Manchmal verließ eine Troika die Reihe und raste mitten durch die Straße, eine Schneewolke aufwirbelnd. Ihr folgten einige Jagdschlitten, die sich gegenseitig überholten. Gelächter und Gekreische hallten wider, junge Frauen mit vom Frost geröteten Gesichtern wandten sich eifrig um und drängten gleichzeitig ungeduldig ihre Kutscher, schneller zu fahren.“ So beschreibt der Schriftsteller Michail Saltykow-Schtschedrin die Schlittenfahrten in einer russischen Provinz während der Feiertage.

Ein Schlitten ist ehrenvoller als ein Wagen

Eine russische Miniatur aus dem 17. Jahrhundert zeigt Menschen, die im Sommer mit Schlitten fahren
Gemeinfrei

Der Schlitten ist keine russische Erfindung. Er wurde in vielen antiken Gesellschaften und Kulturen genutzt, auch in solchen ohne Schnee, wie im alten Ägypten und Mesopotamien.

In Russland waren Schlitten das beliebteste Transportmittel, auch im Sommer, da es (etwa vor Peter dem Großen) noch keine Straßen gab und man sich mit dem Schlitten manchmal sogar bei trockenem Wetter leichter fortbewegen konnte. Wie der Forscher der Schlittengeschichte Michail Wassiljew betont, wurden bei Ausgrabungen in Nowgorod mehrere hundert Schlittenteile und -details – und nur wenige Teile von Räderfahrzeugen – gefunden.

Nikolai Swertschkow. Zar Iwan Wassiljewitsch auf einem Schlitten
Museen des Moskauer Kremls

Seit der Antike galt der Schlitten als ehrenwertes und prestigeträchtiges Transportmittel – schließlich war die Fahrt im Schlitten wesentlich ruhiger als auf einem Wagen, der auf den unbefestigten russischen Straßen hin und her schaukelte. Im 16. Jahrhundert schrieb der englische Reisende Anthony Jenkinson: „Wenn ein Russe es sich leisten kann, verlässt er das Haus nie zu Fuß, sondern fährt im Winter mit dem Schlitten und im Sommer zu Pferd.“ Wie wir sehen, waren Räderfahrzeuge selbst im 16. Jahrhundert noch nicht so weit verbreitet, da sie von Jenkinson nicht einmal erwähnt werden.

Ein teurer Stadtschlitten
Museumsreservat Kolomenskoje

In den nördlichen Teilen Russlands wurden Schlitten fast das ganze Jahr über benutzt – es gab viele Moore und kaum befahrene Straßen. In der mittleren Zone und den südlichen Regionen hingegen wurden im Sommer noch Karren (Räderfahrzeuge) verwendet. Kranke und Gebrechliche wurden jedoch stets mit Schlitten transportiert. Fürst Swjatoslaw Wsewolodowitsch von Tschernigow reiste 1194, obwohl es Sommer war, mit einem kranken Bein auf einem Schlitten nach Kiew.

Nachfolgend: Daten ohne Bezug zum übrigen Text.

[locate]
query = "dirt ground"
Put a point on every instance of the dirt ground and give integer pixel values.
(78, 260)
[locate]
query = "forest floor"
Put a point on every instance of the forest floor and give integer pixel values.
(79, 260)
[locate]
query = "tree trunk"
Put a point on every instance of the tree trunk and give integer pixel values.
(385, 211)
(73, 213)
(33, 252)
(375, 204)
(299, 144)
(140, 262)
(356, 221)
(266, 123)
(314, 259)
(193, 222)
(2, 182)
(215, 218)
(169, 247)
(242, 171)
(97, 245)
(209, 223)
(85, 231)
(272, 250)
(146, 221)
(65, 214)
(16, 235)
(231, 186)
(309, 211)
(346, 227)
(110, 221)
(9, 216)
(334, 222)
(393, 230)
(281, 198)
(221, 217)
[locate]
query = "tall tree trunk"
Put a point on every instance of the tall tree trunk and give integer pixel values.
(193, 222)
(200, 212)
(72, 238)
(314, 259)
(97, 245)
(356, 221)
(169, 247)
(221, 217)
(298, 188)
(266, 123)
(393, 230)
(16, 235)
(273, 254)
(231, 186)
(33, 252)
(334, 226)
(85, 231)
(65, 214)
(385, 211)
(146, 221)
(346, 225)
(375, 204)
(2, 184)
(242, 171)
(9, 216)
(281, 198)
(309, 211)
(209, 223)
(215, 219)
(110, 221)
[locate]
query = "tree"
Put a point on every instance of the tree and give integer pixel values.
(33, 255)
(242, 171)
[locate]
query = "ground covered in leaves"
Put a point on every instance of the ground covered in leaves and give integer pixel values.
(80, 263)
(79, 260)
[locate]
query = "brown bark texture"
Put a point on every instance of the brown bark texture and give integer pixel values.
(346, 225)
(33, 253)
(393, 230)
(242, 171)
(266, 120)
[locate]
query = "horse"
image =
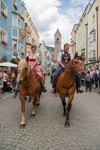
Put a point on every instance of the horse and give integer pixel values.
(66, 84)
(28, 85)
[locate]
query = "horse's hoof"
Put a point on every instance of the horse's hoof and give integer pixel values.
(64, 114)
(67, 124)
(22, 126)
(33, 115)
(38, 104)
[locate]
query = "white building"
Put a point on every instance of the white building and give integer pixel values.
(92, 32)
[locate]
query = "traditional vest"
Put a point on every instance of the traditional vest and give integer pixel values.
(65, 57)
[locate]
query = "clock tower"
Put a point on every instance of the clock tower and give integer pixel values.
(57, 42)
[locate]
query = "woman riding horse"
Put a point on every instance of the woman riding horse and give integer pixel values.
(28, 85)
(33, 62)
(66, 83)
(63, 59)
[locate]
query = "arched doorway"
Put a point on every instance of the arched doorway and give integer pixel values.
(4, 59)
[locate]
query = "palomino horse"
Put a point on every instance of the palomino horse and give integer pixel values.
(66, 84)
(28, 85)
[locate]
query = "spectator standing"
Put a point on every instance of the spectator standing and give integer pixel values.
(5, 76)
(88, 82)
(98, 75)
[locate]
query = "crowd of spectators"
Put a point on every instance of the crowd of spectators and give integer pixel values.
(8, 80)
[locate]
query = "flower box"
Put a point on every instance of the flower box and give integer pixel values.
(15, 6)
(22, 53)
(3, 14)
(4, 43)
(28, 43)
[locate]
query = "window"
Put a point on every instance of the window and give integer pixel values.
(93, 17)
(15, 32)
(94, 53)
(94, 36)
(15, 4)
(3, 37)
(15, 44)
(28, 39)
(3, 10)
(15, 21)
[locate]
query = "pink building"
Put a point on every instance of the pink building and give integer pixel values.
(73, 40)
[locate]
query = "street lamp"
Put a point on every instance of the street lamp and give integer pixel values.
(23, 33)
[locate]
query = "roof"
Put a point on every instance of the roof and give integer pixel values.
(50, 48)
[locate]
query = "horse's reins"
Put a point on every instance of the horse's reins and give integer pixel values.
(73, 83)
(26, 87)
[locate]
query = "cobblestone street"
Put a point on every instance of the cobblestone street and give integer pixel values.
(46, 130)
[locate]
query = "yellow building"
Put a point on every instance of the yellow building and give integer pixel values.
(99, 29)
(82, 34)
(33, 36)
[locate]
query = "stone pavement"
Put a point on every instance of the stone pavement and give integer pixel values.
(46, 130)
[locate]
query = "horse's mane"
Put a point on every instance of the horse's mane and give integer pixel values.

Ein alter russischer Schlitten
Legion Media

Schlitten waren auch das traditionelle Transportmittel der russisch-orthodoxen Bischöfe. Laut dem Biografen Michail Piljajew reisten die Bischöfe noch im 19. Jahrhundert mit Schlitten zur Kirche – Kutschen und „Kolymagi“ (Kutschen ohne Lenkmechanismus oder Federung) wurden von ihnen nur für Fahrten zum Hof ​​genutzt. So fuhr beispielsweise Metropolit Pitirim, der im 17. Jahrhundert lebte, sowohl im Winter als auch im Sommer in einem von einem Pferd gezogenen Schlitten.

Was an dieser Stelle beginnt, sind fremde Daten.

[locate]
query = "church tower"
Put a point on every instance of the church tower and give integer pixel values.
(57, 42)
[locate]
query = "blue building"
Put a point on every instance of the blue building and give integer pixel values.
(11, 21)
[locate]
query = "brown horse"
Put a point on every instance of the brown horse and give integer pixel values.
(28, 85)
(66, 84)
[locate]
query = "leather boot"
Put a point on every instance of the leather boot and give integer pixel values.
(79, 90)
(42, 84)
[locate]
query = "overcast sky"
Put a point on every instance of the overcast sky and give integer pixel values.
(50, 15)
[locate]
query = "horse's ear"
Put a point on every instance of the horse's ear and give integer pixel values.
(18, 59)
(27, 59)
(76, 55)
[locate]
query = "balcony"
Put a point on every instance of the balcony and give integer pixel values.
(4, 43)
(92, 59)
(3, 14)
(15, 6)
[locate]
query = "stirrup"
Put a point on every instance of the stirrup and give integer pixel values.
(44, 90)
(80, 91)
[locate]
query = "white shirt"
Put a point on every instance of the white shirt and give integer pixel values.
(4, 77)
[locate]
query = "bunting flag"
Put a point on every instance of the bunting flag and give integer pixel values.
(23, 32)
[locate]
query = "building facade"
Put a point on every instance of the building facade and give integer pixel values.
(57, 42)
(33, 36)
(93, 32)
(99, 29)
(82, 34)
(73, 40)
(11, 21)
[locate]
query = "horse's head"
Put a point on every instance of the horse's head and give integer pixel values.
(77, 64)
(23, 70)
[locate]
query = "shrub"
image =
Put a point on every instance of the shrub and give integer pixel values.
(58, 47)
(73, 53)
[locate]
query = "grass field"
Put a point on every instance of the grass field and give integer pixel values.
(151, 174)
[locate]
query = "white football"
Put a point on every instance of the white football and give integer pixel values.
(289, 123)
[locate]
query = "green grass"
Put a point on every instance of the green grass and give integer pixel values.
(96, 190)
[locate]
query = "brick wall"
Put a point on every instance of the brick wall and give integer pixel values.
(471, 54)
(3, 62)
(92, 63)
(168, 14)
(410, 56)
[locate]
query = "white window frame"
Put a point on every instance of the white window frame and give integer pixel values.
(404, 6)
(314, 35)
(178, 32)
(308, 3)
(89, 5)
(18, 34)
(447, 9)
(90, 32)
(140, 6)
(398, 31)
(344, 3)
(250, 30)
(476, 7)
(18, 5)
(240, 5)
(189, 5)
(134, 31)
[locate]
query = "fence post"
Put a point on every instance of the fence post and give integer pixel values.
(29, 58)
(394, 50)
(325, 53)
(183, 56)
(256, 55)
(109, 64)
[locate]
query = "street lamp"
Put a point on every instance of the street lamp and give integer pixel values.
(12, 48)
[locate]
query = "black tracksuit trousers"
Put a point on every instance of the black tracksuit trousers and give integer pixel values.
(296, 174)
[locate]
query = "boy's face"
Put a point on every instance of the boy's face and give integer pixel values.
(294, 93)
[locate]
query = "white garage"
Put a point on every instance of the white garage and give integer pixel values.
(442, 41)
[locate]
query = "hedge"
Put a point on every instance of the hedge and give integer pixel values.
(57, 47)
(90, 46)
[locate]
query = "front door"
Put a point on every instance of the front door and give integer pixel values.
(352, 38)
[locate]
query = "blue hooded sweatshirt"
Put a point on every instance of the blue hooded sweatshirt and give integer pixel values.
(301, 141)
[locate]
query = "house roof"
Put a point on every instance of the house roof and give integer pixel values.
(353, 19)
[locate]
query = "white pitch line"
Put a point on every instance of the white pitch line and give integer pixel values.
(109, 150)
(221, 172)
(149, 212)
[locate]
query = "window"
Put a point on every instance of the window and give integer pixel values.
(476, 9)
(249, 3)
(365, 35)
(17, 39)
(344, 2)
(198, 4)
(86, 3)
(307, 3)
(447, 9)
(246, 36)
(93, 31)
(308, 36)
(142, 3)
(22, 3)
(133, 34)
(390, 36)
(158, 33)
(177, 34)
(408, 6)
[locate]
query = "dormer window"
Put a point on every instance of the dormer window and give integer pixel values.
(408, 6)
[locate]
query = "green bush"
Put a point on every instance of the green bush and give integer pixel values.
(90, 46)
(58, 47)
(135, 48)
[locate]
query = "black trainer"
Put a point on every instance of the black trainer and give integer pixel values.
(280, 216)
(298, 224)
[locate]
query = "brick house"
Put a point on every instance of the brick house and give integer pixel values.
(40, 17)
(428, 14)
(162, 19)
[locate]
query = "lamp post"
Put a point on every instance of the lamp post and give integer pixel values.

Wie wurden Schlitten gebaut?

Ein teurer Dorfschlitten
Museumsreservat Werchoturje

Alle altrussischen Schlitten wiesen eine ähnliche Bauweise auf. Die Kufen bestanden aus robustem Holz – Eiche, Ulme, Ahorn oder Birke. Sie waren zugleich der teuerste Teil des Schlittens. Vorne waren sie nach oben gebogen, und über ihre gesamte Länge verliefen Rillen, in die vier bis zwölf massive, senkrechte Leisten aus Ahorn, Kiefer oder Fichte eingesetzt wurden.

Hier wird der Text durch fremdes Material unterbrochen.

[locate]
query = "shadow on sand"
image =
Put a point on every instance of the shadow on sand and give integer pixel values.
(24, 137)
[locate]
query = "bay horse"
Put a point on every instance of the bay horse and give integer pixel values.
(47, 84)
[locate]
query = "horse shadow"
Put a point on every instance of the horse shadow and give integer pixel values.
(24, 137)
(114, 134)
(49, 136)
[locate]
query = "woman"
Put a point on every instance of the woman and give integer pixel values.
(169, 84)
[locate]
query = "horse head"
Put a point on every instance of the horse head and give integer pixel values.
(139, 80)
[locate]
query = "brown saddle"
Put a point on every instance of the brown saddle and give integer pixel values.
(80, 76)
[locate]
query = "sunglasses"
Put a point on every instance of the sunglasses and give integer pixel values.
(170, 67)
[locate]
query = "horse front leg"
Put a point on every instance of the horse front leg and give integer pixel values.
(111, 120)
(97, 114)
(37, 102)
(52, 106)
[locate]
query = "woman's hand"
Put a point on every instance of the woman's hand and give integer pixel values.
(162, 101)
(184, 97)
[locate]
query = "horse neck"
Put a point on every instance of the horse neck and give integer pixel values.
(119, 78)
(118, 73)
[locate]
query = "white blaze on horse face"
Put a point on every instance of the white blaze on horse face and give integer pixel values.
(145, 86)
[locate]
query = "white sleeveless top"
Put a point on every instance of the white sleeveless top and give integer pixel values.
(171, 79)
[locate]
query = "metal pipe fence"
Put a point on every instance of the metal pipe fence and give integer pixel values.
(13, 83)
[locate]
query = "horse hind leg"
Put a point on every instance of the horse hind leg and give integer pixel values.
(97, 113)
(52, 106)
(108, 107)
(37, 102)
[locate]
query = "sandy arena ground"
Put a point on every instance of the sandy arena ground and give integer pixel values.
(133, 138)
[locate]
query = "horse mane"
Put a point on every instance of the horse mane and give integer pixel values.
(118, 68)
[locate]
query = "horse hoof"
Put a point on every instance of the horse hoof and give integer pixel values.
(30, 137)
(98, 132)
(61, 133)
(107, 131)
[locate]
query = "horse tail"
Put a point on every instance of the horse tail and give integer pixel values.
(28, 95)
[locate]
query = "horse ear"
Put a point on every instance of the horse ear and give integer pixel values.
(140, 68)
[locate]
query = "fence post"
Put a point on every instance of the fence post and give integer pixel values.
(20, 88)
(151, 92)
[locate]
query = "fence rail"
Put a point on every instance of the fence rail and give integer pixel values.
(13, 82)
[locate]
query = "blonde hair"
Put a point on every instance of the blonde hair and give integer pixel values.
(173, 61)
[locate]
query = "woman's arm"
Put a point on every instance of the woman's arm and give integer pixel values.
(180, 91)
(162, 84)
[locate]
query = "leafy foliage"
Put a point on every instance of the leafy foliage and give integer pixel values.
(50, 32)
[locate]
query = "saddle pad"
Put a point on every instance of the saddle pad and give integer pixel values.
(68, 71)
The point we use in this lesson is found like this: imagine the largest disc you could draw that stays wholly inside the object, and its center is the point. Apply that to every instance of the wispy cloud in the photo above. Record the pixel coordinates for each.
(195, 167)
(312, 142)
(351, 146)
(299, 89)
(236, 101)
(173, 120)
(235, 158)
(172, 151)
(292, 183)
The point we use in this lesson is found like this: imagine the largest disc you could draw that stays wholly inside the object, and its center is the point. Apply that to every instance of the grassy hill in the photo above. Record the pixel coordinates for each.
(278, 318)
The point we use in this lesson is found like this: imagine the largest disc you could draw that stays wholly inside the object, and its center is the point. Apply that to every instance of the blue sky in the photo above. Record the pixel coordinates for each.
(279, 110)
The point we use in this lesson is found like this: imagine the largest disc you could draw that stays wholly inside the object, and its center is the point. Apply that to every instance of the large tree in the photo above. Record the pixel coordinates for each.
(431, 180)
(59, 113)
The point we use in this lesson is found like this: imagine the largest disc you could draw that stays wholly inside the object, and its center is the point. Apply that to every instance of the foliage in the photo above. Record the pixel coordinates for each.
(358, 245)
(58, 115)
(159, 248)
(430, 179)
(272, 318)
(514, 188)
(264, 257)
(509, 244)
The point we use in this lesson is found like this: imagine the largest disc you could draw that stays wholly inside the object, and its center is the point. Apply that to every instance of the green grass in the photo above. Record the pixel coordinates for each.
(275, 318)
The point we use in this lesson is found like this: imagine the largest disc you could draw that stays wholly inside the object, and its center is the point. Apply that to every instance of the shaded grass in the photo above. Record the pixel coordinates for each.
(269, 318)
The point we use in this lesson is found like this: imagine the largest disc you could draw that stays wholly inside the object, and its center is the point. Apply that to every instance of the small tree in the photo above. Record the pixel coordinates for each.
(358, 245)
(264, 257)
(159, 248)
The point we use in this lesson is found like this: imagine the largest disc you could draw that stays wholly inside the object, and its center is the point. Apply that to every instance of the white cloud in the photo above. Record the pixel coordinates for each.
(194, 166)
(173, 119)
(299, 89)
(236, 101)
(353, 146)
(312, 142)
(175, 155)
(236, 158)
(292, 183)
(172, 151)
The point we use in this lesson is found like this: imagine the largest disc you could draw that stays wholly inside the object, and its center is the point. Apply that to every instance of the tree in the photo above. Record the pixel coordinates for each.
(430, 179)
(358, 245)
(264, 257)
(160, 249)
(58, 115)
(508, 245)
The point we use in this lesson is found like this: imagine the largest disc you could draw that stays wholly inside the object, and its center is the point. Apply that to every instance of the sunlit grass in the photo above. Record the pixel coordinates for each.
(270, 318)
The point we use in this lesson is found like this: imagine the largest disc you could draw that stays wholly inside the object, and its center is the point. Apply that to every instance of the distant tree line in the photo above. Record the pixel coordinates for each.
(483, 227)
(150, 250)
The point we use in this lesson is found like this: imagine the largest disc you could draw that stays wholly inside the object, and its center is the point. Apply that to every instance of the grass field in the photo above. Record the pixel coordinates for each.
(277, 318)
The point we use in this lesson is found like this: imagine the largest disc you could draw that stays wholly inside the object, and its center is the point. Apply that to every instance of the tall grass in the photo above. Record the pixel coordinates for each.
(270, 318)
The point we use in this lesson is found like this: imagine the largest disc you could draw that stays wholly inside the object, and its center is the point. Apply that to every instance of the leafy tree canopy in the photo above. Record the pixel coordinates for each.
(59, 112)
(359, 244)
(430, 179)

Ein winterlicher Prunkschlitten der Kaiserin Elisabeth von Russland
Museen des Moskauer Kremls

Die senkrechten Stangen eines Kufenkörpers wurden mit starken, dicken Ästen biegsamer Bäume (Kirsche, Weide) miteinander verflochten. Über jeder senkrechten Stange befanden sich zwei lange, dicke Holzstangen, die sogenannten „Naschtschepy“. Manchmal waren diese durch gekreuzte Holzstangen miteinander verbunden. Auf die „Naschtschepy“ wurde dann das Schlittengestell gesetzt. Die Deichseln, die das Pferd zog, wurden an den ersten beiden senkrechten Stangen befestigt.